FAQs – CSAT

CSAT

Let us focus on the 3 most commonly used scales for customer satisfaction:

  • CSAT measures satisfaction with the product/service on a 1-5 scale. Reporting the metric can be done through the mean of all ratings across the customer base, or looking at the aggregate % of respondents who provide the top 2 rating, which provides a wider range compared to the mean score. CSAT is quantifiable and easily understood, however it is more focused on short term satisfaction.
  • NPS is the most widely used metric, due to it being a proven indicator of customer satisfaction and loyalty. NPS asks customers how likely they will be to recommend the company to family and friends on a 0-10 scale. Based on the responses, customers can be bucketed into promoters (Rating 9-10), passives (7-8) and detractors (0-6). NPS is then computed as the difference between % promoters and % of detractors. NPS can be used in the context of the transaction (Transactional NPS) or the overall relationship with the company (Relationship NPS). NPS is widely popular and used by many companies, and it is interpretable by every stakeholder.
  • CES is built on the premise that ease of the experience is the most important driver of customer experience. It is typically measured on a 1-5 or 1-7 scale and asks customers to rate how easy the company made it for them to complete the action. While CES may be useful in some contexts than the others (Call centre interaction experience, for example), the premise that ease of the experience drives customer satisfaction is not common across all interactions.

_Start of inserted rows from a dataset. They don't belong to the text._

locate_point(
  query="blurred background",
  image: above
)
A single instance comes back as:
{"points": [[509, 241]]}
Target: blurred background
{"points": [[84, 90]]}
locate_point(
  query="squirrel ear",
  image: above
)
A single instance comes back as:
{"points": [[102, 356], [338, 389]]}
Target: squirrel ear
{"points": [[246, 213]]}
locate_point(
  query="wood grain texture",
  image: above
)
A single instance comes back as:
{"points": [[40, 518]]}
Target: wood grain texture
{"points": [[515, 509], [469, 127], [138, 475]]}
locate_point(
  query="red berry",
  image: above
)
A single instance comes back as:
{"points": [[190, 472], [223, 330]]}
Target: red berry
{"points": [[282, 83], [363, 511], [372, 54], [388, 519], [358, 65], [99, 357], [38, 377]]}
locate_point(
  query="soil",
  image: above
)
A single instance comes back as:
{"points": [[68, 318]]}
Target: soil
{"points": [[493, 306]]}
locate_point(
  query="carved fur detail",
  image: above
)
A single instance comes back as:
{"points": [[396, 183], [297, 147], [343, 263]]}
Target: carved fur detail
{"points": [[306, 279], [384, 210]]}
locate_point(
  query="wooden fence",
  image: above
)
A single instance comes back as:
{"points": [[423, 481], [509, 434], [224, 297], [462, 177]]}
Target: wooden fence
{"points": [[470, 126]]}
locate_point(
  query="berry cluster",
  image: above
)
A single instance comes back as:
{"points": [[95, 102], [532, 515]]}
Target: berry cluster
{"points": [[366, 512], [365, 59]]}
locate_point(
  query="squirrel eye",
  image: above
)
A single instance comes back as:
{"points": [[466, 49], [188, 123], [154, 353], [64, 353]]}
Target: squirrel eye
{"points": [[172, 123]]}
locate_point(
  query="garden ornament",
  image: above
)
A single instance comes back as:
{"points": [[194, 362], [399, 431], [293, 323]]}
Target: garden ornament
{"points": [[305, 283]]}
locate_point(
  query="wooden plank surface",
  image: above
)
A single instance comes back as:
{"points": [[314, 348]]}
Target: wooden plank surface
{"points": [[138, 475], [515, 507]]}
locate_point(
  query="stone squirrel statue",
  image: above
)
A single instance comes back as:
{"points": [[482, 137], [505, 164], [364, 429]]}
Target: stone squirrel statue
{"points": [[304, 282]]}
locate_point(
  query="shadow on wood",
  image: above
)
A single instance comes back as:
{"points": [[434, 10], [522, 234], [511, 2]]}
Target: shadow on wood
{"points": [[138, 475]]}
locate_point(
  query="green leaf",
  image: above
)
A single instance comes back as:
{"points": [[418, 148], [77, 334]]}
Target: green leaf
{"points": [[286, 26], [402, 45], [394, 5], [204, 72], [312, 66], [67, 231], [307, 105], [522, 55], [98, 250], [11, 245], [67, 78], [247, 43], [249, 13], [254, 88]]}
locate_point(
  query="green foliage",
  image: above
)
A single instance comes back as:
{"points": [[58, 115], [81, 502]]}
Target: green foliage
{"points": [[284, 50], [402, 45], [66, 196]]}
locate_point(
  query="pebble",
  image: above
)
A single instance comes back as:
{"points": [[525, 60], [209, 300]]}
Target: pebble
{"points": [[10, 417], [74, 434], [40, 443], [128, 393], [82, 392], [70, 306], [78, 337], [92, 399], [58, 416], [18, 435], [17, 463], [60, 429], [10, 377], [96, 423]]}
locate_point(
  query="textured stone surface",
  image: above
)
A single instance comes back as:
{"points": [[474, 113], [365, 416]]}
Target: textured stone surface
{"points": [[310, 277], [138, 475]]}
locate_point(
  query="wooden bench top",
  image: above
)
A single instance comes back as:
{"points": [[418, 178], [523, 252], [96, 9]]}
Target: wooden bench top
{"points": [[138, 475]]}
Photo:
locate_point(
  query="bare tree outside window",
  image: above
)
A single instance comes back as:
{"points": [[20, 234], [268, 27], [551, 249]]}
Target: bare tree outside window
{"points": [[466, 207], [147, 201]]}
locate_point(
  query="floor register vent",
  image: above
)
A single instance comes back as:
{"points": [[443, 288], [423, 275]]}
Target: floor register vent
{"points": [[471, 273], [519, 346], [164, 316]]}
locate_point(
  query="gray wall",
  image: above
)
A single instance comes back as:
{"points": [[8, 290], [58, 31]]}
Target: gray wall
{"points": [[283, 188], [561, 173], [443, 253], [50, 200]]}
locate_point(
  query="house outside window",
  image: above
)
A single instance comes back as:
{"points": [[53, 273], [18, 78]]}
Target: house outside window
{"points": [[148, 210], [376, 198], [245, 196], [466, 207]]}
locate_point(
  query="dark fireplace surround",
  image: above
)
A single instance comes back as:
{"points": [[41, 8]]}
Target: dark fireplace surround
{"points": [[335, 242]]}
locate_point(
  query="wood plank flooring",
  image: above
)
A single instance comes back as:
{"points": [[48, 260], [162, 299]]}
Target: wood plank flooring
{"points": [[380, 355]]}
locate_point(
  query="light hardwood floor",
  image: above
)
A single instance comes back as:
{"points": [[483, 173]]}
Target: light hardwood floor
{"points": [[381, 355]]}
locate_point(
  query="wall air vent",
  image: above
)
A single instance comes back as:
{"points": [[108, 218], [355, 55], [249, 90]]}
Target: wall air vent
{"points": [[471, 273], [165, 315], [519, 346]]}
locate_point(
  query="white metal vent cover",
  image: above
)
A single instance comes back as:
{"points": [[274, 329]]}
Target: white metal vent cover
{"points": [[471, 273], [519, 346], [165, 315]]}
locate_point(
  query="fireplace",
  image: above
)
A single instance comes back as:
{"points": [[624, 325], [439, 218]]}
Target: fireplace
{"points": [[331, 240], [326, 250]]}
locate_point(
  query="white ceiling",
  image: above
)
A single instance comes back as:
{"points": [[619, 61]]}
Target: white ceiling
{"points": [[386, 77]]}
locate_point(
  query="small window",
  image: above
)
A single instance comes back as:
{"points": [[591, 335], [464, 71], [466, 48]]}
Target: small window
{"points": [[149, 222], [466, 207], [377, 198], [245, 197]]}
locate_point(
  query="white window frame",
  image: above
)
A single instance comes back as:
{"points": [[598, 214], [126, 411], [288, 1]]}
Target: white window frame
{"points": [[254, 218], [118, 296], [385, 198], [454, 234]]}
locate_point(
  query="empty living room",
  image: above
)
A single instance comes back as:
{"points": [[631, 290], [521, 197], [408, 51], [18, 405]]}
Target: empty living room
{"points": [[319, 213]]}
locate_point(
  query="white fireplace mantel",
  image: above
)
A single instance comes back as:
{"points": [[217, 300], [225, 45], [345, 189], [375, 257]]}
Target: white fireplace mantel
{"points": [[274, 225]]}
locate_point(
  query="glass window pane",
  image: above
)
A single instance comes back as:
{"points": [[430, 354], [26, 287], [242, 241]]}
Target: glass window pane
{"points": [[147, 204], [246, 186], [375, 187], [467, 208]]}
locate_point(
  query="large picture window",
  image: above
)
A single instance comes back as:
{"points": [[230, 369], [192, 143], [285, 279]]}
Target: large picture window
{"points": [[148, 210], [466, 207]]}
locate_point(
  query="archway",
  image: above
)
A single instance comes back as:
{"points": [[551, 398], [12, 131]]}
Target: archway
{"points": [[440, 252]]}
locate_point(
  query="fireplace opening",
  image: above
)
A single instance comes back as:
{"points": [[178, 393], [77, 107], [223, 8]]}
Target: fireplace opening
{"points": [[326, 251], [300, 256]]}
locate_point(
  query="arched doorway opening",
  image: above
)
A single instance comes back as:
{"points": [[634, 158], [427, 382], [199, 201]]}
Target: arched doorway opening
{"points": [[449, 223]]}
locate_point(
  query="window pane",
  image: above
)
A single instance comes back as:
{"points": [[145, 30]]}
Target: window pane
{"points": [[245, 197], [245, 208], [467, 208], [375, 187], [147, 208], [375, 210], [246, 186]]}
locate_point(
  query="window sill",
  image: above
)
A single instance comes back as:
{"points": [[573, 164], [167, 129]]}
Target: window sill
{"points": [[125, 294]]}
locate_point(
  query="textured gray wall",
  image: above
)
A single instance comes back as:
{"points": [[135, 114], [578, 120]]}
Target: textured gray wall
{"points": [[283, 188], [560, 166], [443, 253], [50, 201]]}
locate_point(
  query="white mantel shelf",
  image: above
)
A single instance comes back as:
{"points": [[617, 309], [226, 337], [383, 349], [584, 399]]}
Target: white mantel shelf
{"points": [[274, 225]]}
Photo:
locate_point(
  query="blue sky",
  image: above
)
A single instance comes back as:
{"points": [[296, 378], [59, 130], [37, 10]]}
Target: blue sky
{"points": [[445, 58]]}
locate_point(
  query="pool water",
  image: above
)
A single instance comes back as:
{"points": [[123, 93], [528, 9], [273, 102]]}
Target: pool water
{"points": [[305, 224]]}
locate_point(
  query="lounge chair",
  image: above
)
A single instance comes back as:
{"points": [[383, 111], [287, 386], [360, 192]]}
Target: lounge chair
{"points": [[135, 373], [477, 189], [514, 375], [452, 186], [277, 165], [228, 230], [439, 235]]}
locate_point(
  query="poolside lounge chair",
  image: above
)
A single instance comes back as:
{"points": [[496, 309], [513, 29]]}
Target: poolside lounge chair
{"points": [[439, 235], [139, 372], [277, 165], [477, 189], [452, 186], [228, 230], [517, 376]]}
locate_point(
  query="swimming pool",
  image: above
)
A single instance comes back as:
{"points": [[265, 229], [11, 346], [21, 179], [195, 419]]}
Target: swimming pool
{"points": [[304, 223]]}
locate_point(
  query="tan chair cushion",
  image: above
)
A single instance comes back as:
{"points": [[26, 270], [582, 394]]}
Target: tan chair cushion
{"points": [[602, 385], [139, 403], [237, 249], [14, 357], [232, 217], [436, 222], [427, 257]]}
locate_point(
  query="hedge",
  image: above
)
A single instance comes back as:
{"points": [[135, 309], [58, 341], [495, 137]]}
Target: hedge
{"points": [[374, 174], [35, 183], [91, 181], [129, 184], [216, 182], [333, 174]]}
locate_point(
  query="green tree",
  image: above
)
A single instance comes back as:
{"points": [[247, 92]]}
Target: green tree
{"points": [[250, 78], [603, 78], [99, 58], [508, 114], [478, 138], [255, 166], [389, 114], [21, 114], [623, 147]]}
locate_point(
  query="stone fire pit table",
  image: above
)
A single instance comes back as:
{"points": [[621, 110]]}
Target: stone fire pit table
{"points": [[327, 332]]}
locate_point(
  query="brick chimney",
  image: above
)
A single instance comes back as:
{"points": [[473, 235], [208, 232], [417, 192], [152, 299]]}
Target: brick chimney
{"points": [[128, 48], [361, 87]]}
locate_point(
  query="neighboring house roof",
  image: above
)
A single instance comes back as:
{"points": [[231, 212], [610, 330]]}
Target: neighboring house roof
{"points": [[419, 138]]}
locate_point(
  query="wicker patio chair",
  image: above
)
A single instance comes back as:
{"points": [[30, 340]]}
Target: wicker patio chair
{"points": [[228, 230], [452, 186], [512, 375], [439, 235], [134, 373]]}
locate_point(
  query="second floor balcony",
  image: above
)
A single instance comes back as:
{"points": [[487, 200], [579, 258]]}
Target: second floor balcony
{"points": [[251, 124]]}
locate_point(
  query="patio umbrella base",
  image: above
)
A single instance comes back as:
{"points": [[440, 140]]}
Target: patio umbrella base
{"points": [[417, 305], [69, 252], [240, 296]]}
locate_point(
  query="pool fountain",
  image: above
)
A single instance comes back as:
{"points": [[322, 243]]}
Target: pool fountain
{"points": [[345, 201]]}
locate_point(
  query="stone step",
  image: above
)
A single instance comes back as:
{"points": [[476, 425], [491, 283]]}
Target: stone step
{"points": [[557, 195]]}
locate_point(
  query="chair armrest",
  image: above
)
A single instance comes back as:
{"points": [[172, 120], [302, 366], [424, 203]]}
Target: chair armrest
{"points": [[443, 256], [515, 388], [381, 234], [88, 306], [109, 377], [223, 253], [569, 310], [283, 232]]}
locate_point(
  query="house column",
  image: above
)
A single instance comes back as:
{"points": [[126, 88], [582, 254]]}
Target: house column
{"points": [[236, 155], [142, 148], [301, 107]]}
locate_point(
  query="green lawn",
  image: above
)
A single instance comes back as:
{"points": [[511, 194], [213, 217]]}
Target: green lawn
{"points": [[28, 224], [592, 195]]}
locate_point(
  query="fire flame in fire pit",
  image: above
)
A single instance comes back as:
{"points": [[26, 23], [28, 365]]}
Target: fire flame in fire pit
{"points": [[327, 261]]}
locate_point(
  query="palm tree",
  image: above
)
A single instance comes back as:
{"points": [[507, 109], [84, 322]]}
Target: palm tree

While each scale has its own benefits and costs attached, it’s really not about the scale, but what you do with it that matters. A scale that can classify customers into happy and unhappy ones is typically enough. What’s more important is the exercise of satisfying your unhappy customers while monetizing your happy ones.

NPS by design is a more spread-out scale. It makes no distinction between a detractor who rates you a 6 and a detractor who rates you a 0.

The intent of NPS is to spread out the customers who would have probably given you a 3 or 4 on the CSAT scale and identify the detractors and passives properly. It is not uncommon for businesses to get a low NPS score on the first attempt. A low score in itself isn’t a problem, but a low score that persists overtime is. The NPS only serves as a north-star to the continuous improvement journey.

Businesses must focus less on the score and more on the improvement of the score in hand to begin the journey.

Comparing your transactional and relationship NPS/CSAT scores with those of your competitors is not a like-to-like comparison. This is because your scores are based on the ratings of your customers, while your competitor’s scores are based on the ratings of their customers.

Also, there might be marked differences in the survey methodology adopted by different companies. The only way benchmarking can work is that the study is conducted by a neutral third-party on a common customer base representative of the population with a standard methodology.

For a 1-5 scale, tracking the variations in mean score over time has the following drawbacks:

  • The variations are not dramatic (e.g a 10% increase from a CSAT of 3 is 3.3, a 0.3-point increase).
  • The mean does not take into account the distribution of ratings (e.g You can get an average of 3 when everyone gives your brand a score of 3. You can also get an average of 3 when half the respondents give you 5, while the other half gives you 1. Both scenarios are remarkably different in context).

In contrast, reporting the Top 2% or Bottom 2% gives you a wider scale for variation (0-100%). Viewing these metrics together also lets you put your rating in context.

0 to 10 is only a scale. It is what you do with the scale that makes it NPS. So you could hypothetically use this scale and calculate ‘mean’ as the score, or consider the top 2% ratings/bottom 2% ratings. Conversely, even a 1-5 scale can be converted to NPS by subtracting the % of respondents who rated 1, 2 or 3 from the % of respondents who rated 5.